Audio Recorder

The Audio Recorder API is a set of functions to facilitate voice recording. It combines two important functions, namely Audio Front End (AFE) and audio encoding. This allows users to customize AFE’s Voice Activity Detection (VAD), Automatic Gain Control (AGC), and Acoustic Echo Cancellation (AEC) settings.

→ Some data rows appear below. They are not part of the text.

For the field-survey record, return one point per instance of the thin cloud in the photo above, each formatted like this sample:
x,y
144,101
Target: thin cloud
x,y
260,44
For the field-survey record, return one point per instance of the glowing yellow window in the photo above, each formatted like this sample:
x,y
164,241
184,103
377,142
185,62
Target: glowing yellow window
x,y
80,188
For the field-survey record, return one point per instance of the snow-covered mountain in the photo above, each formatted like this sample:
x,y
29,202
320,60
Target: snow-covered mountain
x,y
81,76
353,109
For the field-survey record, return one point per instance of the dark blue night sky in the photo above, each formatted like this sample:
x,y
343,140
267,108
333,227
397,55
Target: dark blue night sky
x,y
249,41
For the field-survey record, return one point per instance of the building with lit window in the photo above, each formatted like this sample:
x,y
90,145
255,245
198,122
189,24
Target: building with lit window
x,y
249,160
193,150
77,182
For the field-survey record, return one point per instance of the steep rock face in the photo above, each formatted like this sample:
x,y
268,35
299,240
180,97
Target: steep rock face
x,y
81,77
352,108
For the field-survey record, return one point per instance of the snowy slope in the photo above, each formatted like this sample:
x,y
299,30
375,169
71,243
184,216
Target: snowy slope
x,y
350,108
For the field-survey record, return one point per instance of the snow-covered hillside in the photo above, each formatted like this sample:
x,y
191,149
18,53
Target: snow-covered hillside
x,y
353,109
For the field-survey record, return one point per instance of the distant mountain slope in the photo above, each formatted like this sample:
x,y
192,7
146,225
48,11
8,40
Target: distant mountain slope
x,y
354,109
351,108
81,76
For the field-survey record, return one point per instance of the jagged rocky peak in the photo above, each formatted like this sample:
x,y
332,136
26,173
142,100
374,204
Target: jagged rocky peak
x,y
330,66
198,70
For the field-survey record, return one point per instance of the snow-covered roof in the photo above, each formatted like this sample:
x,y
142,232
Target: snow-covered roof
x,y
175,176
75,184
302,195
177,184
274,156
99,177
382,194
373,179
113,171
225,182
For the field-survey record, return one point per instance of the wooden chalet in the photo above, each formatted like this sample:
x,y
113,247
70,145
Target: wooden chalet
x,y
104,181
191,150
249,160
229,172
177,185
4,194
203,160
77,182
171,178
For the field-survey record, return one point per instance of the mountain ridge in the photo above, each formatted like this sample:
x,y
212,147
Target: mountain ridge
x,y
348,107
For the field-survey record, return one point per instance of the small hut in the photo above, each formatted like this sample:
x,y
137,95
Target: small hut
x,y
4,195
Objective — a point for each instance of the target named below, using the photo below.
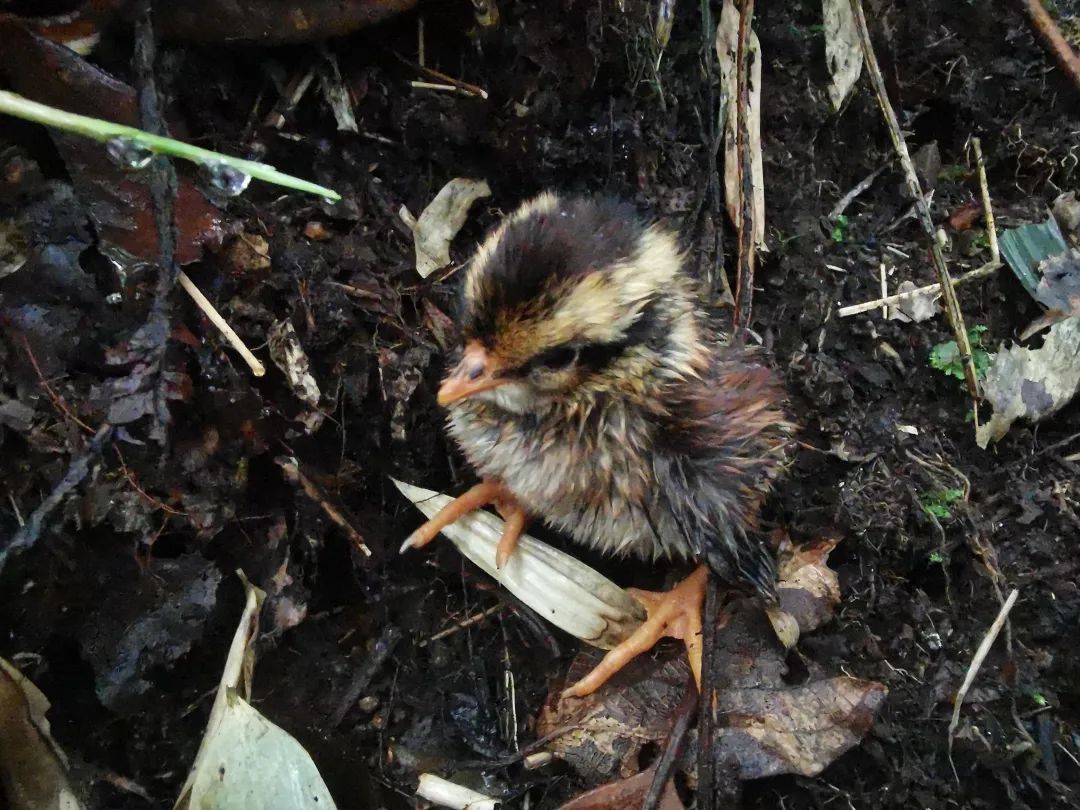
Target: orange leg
(675, 613)
(477, 497)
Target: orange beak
(475, 373)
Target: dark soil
(123, 610)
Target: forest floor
(122, 610)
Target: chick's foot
(477, 497)
(674, 613)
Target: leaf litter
(769, 727)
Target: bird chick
(591, 393)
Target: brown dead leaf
(118, 201)
(248, 253)
(766, 726)
(625, 793)
(32, 767)
(966, 216)
(602, 734)
(809, 590)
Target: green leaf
(840, 228)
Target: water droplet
(129, 153)
(227, 179)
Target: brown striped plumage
(593, 392)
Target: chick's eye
(553, 360)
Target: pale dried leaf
(808, 589)
(1031, 383)
(727, 45)
(32, 767)
(440, 223)
(844, 55)
(917, 308)
(288, 355)
(244, 760)
(767, 726)
(563, 590)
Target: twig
(164, 189)
(991, 229)
(711, 679)
(1052, 39)
(444, 86)
(885, 288)
(976, 663)
(381, 650)
(952, 306)
(78, 470)
(215, 318)
(105, 131)
(744, 279)
(673, 750)
(475, 619)
(463, 85)
(980, 272)
(292, 470)
(864, 184)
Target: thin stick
(105, 131)
(215, 318)
(864, 184)
(291, 468)
(445, 86)
(980, 272)
(744, 279)
(952, 306)
(1053, 40)
(885, 289)
(991, 229)
(976, 662)
(476, 619)
(431, 72)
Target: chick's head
(571, 298)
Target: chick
(591, 393)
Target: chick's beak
(475, 373)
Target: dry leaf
(809, 590)
(1031, 383)
(288, 355)
(604, 732)
(32, 767)
(444, 793)
(563, 590)
(917, 308)
(625, 793)
(796, 729)
(248, 253)
(767, 726)
(441, 221)
(244, 760)
(727, 44)
(844, 54)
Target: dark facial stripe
(595, 358)
(535, 257)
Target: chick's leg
(477, 497)
(675, 613)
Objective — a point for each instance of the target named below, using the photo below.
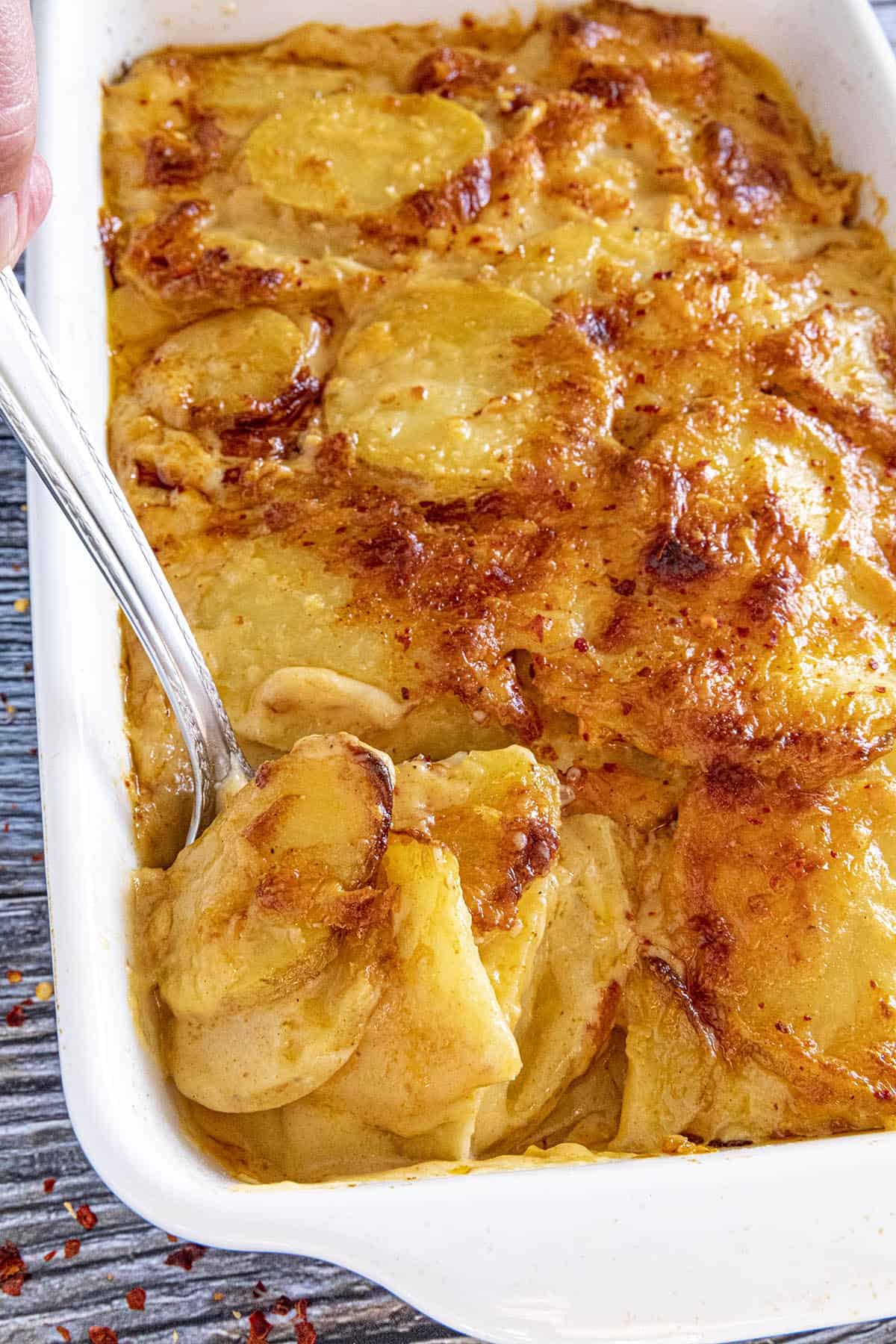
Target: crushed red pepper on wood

The encoding function is used by users to establish the encoding audio element, which supports various formats such as AAC, AMR-NB, AMR-WB, ADPCM, WAV, OPUS, and G711. The audio_rec_evt_t event makes it easy for users to interact with the Audio Recorder software.

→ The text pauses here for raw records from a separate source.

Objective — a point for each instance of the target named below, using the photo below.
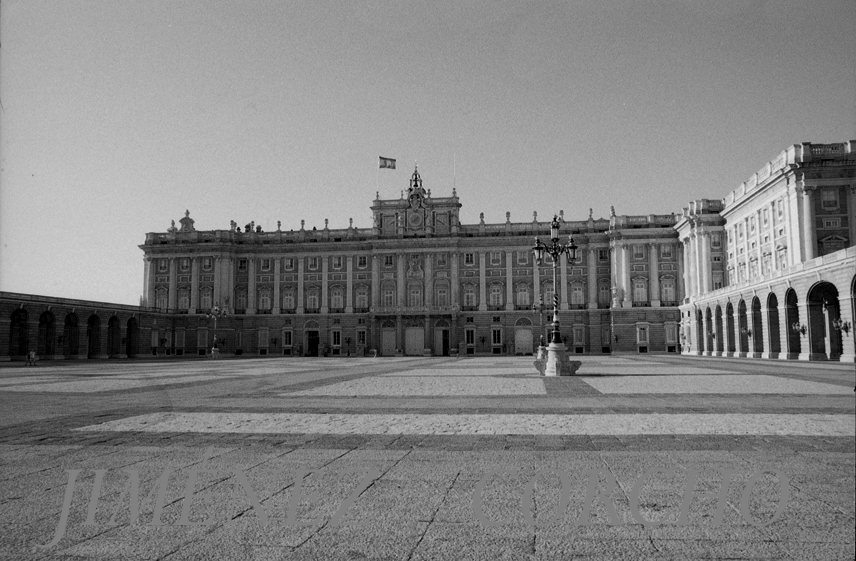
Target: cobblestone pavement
(411, 458)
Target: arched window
(264, 299)
(183, 299)
(469, 295)
(578, 296)
(337, 297)
(604, 293)
(362, 297)
(496, 295)
(205, 299)
(667, 290)
(241, 300)
(640, 290)
(288, 300)
(312, 299)
(162, 298)
(522, 294)
(414, 296)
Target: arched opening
(823, 309)
(132, 343)
(792, 319)
(774, 344)
(757, 328)
(699, 333)
(19, 335)
(114, 337)
(93, 337)
(718, 342)
(71, 335)
(708, 332)
(729, 327)
(47, 335)
(742, 329)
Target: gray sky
(119, 115)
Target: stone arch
(730, 330)
(757, 328)
(71, 335)
(93, 336)
(792, 319)
(774, 344)
(718, 343)
(132, 335)
(47, 335)
(114, 337)
(823, 309)
(19, 333)
(742, 329)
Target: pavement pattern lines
(487, 424)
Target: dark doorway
(313, 343)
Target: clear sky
(119, 115)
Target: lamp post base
(555, 361)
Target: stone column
(251, 285)
(194, 285)
(482, 282)
(509, 282)
(277, 296)
(375, 284)
(625, 276)
(216, 296)
(455, 281)
(402, 287)
(653, 275)
(809, 233)
(325, 285)
(301, 298)
(428, 289)
(592, 277)
(349, 284)
(563, 282)
(173, 283)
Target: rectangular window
(496, 336)
(470, 336)
(829, 198)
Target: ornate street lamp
(556, 357)
(215, 313)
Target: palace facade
(766, 272)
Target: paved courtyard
(436, 458)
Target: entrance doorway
(313, 342)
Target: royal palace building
(766, 272)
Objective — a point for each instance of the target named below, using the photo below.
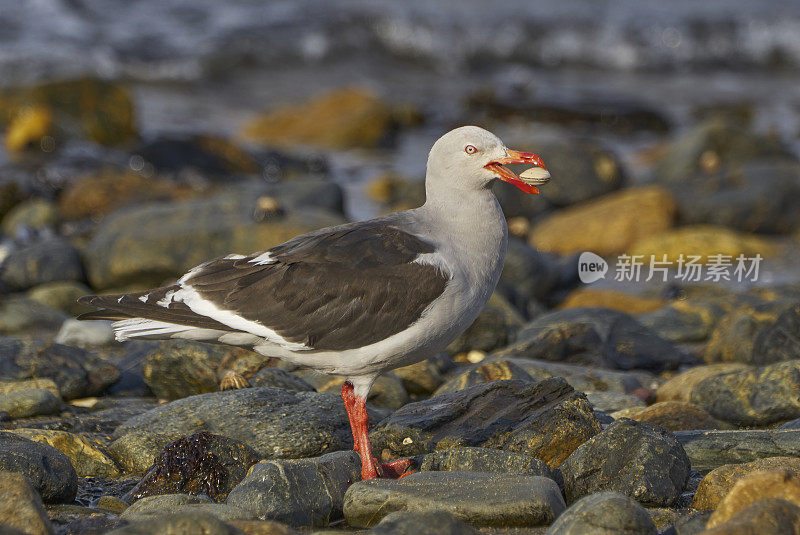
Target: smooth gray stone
(415, 523)
(184, 523)
(604, 513)
(274, 422)
(27, 403)
(302, 492)
(708, 450)
(477, 498)
(643, 461)
(47, 470)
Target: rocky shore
(566, 408)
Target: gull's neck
(469, 219)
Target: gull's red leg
(356, 407)
(360, 426)
(349, 399)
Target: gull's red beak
(528, 179)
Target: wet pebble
(642, 461)
(603, 513)
(545, 419)
(27, 403)
(48, 470)
(275, 422)
(479, 499)
(301, 493)
(21, 508)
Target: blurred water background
(635, 79)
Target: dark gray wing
(343, 288)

The data path of the Audio recorder is presented in the diagram below.

Audio recorder data path

The area represented by the parallelogram is configurable by the user according to their needs, such as sampling frequency, whether to encode, and encoding format.

Application Example

The speech_recognition/wwe/ example demonstrates how to initialize the speech recognition model, determine the number of samples and the sample rate of voice data to feed to the model, detect the wake-up word and command words, and encode voice to specific audio format.

API Reference

Header File

Functions

audio_rec_handle_t audio_recorder_create(audio_rec_cfg_t *cfg)

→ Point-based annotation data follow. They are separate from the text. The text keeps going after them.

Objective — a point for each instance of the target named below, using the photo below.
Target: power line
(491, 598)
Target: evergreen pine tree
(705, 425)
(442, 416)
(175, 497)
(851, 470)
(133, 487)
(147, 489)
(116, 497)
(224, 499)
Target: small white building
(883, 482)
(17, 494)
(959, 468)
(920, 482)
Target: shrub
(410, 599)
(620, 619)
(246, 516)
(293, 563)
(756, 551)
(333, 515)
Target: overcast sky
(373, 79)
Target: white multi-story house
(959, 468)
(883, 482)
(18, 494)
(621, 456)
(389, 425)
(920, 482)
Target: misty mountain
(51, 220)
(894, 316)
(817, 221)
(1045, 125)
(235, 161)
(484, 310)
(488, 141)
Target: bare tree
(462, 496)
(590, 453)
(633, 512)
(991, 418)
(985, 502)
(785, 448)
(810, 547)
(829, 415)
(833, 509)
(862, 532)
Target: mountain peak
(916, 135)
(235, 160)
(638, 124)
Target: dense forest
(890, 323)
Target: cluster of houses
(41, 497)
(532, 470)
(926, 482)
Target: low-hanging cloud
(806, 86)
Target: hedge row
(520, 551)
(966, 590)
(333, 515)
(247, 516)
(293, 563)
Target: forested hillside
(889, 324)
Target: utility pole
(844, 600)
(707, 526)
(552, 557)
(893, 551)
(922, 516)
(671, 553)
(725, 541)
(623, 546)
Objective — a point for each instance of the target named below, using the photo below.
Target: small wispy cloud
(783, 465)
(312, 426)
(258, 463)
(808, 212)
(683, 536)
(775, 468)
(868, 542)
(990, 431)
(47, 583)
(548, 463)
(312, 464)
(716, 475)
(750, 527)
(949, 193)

Initialize and start up audio recorder.

Return

NULL failed Others audio recorder handle

Parameters
  • cfg: Configuration of audio recorder

esp_err_t audio_recorder_trigger_start(audio_rec_handle_t handle)

Start recording by force.

Note

If there need to read from recorder without wake word detected or read from recorder while the wake word detection is disabled, this interface can be use to force start the recorder process.

Return

ESP_OK ESP_FAIL

Parameters
  • handle: Audio recorder handle

esp_err_t audio_recorder_trigger_stop(audio_rec_handle_t handle)

Stop recording by force.

Note

No matter the recorder process is triggered by wake word detected or triggered by audio_recorder_trigger_start, this function can be used to force stop the recorder. And if the VAD detection is disabeled, this must be invoked to stop recording after audio_recorder_trigger_start.

Return

ESP_OK ESP_FAIL

Parameters
  • handle: Audio recorder handle

esp_err_t audio_recorder_wakenet_enable(audio_rec_handle_t handle, bool enable)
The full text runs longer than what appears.